If you do disavow, keep records. Try removal first when possible. Use domain:example.com for entire spam domains, and keep backups of every file you upload.
A practical 30-day backlink plan
Use this plan if you need momentum without creating risk.
| Week | Action | Output |
|---|---|---|
| 1 | Audit current backlinks, anchors, lost links, and toxic patterns | Link-risk sheet and priority pages |
| 1 | Build or clean foundation profiles | 20 to 40 legitimate brand/entity links |
| 2 | Pick one linkable asset to improve | Updated guide, tool, benchmark, or template |
| 2 | Export competitor links and classify patterns | Prospect list by route, not just DR |
| 3 | Run resource-page and broken-link outreach | 50 to 100 targeted pitches |
| 3 | Pitch expert quotes to niche writers and newsletters | 10 to 20 high-fit responses |
| 4 | Review live links, indexation, anchors, and traffic | Keep, fix, replace, or reject list |
| 4 | Plan the next asset based on response data | A repeatable monthly link loop |
The best backlink programs behave like editorial operations. They publish assets worth referencing, build relationships with relevant publishers, and monitor quality after links go live.
Common mistakes
The fastest way to waste money is to buy metrics instead of pages. A DR 70 domain with no relevant traffic and a page full of casino links is not a premium opportunity. It is a liability with a nice number attached.
Other common mistakes:
- Sending every link to the homepage.
- Using the same exact-match anchor repeatedly.
- Ignoring nofollow links that bring qualified referral traffic.
- Publishing guest posts on sites that accept every submission.
- Treating AI-generated thin articles as linkable assets.
- Forgetting to check whether the linking page is indexed.
- Disavowing random low-quality links without a real risk signal.
Auspia takeaway
Backlinks in 2026 are less about volume and more about evidence. A useful link tells Google, AI search systems, and potential buyers that your page belongs in the conversation.
Build the kind of references a skeptical reader would accept: relevant pages, real editorial context, varied anchors, visible traffic, and assets worth citing.

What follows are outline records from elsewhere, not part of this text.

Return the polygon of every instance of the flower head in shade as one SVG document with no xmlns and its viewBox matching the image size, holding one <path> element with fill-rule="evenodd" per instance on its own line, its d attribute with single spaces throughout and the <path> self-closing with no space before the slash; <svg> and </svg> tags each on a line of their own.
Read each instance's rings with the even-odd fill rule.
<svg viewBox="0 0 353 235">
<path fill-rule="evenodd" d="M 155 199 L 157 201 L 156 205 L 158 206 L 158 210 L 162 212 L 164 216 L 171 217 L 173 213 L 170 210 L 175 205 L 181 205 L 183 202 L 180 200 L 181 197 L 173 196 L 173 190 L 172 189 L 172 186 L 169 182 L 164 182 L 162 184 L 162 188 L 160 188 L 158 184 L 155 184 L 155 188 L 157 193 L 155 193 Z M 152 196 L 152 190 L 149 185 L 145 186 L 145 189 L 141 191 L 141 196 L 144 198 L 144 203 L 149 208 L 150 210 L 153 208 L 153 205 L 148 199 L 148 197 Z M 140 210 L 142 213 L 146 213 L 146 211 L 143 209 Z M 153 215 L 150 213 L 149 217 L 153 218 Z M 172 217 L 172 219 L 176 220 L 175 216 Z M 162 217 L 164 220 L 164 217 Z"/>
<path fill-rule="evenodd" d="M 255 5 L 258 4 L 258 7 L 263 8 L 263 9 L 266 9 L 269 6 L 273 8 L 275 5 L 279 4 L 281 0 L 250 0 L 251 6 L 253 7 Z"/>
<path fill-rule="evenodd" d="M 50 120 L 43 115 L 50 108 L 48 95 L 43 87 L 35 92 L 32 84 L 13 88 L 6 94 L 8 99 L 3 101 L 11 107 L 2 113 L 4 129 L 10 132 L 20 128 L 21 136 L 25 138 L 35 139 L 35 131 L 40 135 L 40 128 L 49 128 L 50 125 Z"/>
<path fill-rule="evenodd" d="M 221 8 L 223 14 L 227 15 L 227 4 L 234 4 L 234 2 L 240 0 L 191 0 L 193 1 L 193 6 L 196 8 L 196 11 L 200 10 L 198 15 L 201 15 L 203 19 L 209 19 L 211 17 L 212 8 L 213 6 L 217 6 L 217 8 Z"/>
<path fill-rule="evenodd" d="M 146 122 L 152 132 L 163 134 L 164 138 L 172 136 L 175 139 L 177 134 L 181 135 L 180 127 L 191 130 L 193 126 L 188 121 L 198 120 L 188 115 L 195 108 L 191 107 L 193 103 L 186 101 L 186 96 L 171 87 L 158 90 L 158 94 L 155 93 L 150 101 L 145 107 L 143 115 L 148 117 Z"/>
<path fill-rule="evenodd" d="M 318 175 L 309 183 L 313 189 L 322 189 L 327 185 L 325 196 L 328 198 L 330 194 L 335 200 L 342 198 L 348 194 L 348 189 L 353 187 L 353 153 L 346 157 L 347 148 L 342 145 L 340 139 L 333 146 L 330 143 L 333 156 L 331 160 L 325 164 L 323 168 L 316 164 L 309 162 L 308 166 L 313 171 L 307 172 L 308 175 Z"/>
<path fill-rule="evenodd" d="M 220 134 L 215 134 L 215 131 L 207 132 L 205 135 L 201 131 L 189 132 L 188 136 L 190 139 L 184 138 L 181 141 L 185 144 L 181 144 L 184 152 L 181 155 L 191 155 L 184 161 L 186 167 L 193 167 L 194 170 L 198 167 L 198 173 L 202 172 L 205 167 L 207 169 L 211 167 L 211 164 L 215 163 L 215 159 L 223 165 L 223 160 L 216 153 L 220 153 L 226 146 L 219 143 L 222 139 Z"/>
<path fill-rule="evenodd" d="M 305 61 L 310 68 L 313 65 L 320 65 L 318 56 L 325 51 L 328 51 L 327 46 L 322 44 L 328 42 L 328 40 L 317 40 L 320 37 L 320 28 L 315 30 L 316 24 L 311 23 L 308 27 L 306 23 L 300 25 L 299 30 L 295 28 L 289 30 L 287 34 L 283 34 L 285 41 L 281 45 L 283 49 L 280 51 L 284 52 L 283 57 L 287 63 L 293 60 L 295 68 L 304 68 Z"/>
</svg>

Then monitor the profile like a system, not a one-time campaign.
If you are already investing in SEO or GEO, treat backlinks as one layer of authority. Content explains what you know. Technical SEO makes it accessible. Backlinks and mentions show that other people have a reason to believe it.
FAQ
Are backlinks still important for Google SEO in 2026?
Yes. Backlinks still help Google discover pages and evaluate authority, but low-quality or irrelevant links are less useful and more risky than they used to be. Relevance, editorial context, and real traffic matter more than raw link count.
How many backlinks does a new website need?
There is no fixed number. A new site should usually start with a small set of legitimate foundation links, then earn links to its strongest pages. Ten good links from relevant sites can be more useful than hundreds of weak profile links.
Should I buy backlinks?
Paid visibility can be part of marketing, but paid links intended to pass ranking value are risky. If a placement is sponsored, label it with rel="sponsored". Avoid providers that cannot show real sites, indexed pages, traffic, and replacement terms.
What is the safest anchor text strategy?
Use mostly branded, URL, article-title, and natural partial-match anchors. Exact-match commercial anchors should be rare. A profile that looks natural to a human is usually safer than one designed only around keywords.
Do nofollow links help SEO?
Nofollow links may not pass PageRank in the same direct way as standard links, but they can still bring referral traffic, discovery, brand mentions, and secondary links. Do not ignore a relevant nofollow link from a real audience.
When should I use the Disavow Tool?
Use it only for serious link-risk situations, such as manual actions, known paid-link cleanup, hacked spam, or large toxic patterns you cannot remove. Most random low-quality links do not require disavow.